Last weekend, I went on a retreat with the members of the Preaching Practicum. You’ll hear them in the pulpit this July, sharing from a place of personal authenticity and deep investigation about an issue of importance to them. Community evokes.
On Friday night some of us gathered here in Fellowship Hall for a Good Friday Tenebrae service where we meditated on loss, bore witness to the victims of violence. Alone, people are only able to mourn. Together, they can grieve. Community heals.
In my ministry I constantly run into people for whom this community, this church has brought something out of them they did not know they had. Helped them be someone they didn’t know they could be. Community abets creation. It is the locus of new life, of life renewed.
For me, one of the most powerful and instructive Holy Week images is the image of Jesus’ crucifixion flanked on either side by criminals. The way this gets talked about is always interesting to me. Some people have been known to refer to this aspect of the story as being somehow degrading to Jesus to be crucified “as if he was just a common criminal.” On the flip side, we learn in the gospels that Jesus is mocked by those two, who make fun of him and taunt him. What I find so instructive about this is the degree to which it is possible to deny community, to deny our common humanity. How often it is that one is right next to us who shares our common fate and we find a way to reject them. We find a way to think that we are somehow better, somehow different, somehow special.
As one theologian writes: “Is it possible that the real significance of resurrection might be, not that weakness can become power, but that the only real power is the power born of weakness?… And the only glory that born of dishonor? Is it possible: that the meek will inherit the earth not because of their meekness but because the highest sovereignty is that born out of meekness? And the highest good that born out of evil?”

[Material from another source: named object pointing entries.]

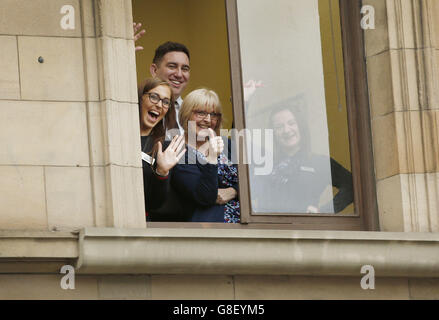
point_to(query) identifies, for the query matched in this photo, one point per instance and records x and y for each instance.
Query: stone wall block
(192, 287)
(418, 141)
(290, 287)
(37, 18)
(125, 204)
(9, 77)
(380, 84)
(377, 40)
(96, 140)
(424, 289)
(116, 19)
(420, 202)
(42, 287)
(124, 287)
(122, 133)
(99, 185)
(385, 147)
(61, 75)
(43, 133)
(69, 198)
(22, 198)
(402, 23)
(92, 85)
(390, 207)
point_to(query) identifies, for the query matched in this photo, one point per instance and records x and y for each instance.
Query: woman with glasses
(207, 182)
(156, 114)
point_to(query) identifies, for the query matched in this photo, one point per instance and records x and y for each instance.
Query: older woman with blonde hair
(207, 181)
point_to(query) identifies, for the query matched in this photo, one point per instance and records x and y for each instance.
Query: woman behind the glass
(300, 177)
(156, 113)
(207, 181)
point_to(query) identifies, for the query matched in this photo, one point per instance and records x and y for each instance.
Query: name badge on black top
(148, 159)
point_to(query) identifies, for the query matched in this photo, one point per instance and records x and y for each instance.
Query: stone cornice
(263, 252)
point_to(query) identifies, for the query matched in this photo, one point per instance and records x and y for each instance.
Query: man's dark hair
(169, 47)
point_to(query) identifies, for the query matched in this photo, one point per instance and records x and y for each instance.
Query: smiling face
(286, 129)
(153, 113)
(173, 68)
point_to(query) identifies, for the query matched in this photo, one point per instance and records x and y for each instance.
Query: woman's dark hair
(300, 116)
(168, 121)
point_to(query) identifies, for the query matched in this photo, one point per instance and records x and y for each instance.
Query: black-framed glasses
(155, 98)
(203, 115)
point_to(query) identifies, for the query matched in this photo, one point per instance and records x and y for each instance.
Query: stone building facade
(71, 188)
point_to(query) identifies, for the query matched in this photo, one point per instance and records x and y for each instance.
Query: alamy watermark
(368, 280)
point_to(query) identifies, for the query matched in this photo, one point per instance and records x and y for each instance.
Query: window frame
(359, 130)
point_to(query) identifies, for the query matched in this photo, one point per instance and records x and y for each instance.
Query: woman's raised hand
(167, 159)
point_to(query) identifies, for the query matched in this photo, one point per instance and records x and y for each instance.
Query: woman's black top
(299, 181)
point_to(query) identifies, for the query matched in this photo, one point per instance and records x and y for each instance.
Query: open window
(282, 65)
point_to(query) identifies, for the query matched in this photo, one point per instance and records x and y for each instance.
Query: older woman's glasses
(155, 98)
(203, 115)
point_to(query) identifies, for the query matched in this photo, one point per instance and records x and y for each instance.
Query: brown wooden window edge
(359, 138)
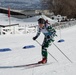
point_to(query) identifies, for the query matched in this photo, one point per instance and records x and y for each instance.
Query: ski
(27, 66)
(34, 65)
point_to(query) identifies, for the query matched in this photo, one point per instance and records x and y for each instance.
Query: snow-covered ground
(20, 56)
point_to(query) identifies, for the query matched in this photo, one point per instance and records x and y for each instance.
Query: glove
(34, 38)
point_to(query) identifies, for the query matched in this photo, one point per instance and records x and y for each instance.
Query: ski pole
(48, 52)
(62, 52)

This past week Liberal Religion in America lost one of its great prophets. His name was William Sloane Coffin, who died at age 81. He was minister of the Riverside Church in New York City. You will most likely hear more about this man’s great, great life in a sermon at a later date. As a civil rights worker, a leading war protester, an organizer for nuclear non-proliferation, Coffin was a prolific leading figure of Liberal Religion.
Coffin once said, “Honesty does not come painlessly. The truth may make you free, but first it makes you miserable! That God is against the status quo is one of the hardest things to believe if you are a [person of faith] who happens to profit by the status quo… There are those who prefer certainty to truth, those who put the purity of dogma ahead of the integrity of love. And what distortion of the gospel it is to have limited sympathies and unlimited certainties, when the very reverse – to have limited certainties and unlimited sympathies – is not only more tolerant but far more [faithful].”
Do not mistake certainties for sympathies. (That minister of the Fellowship might benefit from this lesson.) Certainties and sympathies: Resurrection, life again, I am convinced has to do with the latter.